Hallucination was correlated with document quality, not model behavior. Our hallucination detector flagged outputs on documents that were scanned PDFs with poor OCR quality. The model was doing its best with ambiguous source text. We added an input quality check (OCR confidence score) that caught these before LLM processing, reducing flagged hallucinations by 40%.

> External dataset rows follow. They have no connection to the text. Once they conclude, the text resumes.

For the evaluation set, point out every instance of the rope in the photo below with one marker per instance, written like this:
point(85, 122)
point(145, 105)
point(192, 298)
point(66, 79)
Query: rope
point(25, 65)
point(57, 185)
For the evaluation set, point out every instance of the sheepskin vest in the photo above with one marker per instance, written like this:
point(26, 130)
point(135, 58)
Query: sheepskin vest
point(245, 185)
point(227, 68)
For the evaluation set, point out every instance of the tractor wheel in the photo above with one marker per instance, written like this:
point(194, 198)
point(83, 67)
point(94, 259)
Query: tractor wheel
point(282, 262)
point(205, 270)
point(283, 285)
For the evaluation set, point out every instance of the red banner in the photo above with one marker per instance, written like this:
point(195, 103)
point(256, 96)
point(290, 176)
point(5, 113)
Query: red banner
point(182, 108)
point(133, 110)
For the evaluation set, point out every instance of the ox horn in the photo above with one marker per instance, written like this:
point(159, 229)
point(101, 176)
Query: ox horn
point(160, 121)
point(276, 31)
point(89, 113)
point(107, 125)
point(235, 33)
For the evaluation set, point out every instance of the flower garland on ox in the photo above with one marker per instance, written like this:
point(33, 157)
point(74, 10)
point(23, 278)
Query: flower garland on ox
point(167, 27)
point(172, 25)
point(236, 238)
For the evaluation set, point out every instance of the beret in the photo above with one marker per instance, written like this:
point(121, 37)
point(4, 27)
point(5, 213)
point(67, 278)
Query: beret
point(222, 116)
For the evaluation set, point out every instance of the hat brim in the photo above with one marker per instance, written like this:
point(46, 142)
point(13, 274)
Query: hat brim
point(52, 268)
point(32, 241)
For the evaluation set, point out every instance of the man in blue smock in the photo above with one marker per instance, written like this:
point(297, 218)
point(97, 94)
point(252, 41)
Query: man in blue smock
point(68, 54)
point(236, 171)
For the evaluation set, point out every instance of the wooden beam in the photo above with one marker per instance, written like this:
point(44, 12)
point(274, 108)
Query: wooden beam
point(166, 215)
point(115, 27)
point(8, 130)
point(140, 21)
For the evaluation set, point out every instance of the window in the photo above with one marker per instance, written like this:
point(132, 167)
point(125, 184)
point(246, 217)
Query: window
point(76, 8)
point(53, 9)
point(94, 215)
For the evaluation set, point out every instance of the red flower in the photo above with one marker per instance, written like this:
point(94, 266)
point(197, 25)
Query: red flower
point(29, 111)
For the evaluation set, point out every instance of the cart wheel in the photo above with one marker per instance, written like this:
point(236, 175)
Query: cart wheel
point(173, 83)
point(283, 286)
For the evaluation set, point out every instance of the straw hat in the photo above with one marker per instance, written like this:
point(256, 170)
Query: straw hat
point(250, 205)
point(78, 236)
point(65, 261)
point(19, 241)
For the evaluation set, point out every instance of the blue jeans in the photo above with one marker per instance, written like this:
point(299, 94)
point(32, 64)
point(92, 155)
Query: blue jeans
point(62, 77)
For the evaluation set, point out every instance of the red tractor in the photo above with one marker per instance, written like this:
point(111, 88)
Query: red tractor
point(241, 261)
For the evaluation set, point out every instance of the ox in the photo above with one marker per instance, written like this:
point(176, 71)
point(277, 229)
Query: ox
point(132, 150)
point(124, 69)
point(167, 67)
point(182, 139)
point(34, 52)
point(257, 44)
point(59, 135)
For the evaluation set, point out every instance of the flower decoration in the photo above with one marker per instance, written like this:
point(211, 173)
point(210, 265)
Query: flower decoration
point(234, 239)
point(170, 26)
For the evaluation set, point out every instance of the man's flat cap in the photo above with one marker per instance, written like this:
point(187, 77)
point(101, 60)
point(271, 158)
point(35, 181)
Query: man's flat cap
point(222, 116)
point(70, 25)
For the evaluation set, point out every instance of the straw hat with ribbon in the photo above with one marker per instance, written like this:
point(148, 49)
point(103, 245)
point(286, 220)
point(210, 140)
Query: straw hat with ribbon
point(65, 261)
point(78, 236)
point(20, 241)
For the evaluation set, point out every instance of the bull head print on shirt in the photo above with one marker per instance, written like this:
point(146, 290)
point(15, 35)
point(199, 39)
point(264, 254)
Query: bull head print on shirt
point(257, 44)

Cache invalidation for PII patterns was an edge case we missed. When we updated our PII detection patterns, stale cache entries using old patterns persisted for an hour. For a one-hour window, documents processed from cache used the outdated detection logic. We added cache versioning and a pattern change procedure.
Key Takeaways
-
Ship the synchronous blocking layer first. It's the only one that prevents incidents. Everything else is quality assurance.
-
Risk-tier your checks. Not all safety failures have the same consequence. Reserve synchronous blocking for the ones that would be immediately harmful.
-
Build the audit log before you need it. It will be asked for at the worst possible time (a customer audit, an incident investigation). The cost of building it retroactively under time pressure is high.
-
Measure false positive rates weekly. Guardrails that over-block are a product quality problem, not just a safety nuance. Every blocked legitimate document erodes customer trust.
What We'd Do Differently
Architecture Changes
Introduce a dedicated guardrail service earlier. We kept guardrail logic in the main processing service for the first 4 months. By the time we extracted it, we had enough interdependencies that the extraction took 2 weeks instead of 2 days. A shared Python package with a stable interface, deployed to a separate service, would have given us independent scaling from month 2.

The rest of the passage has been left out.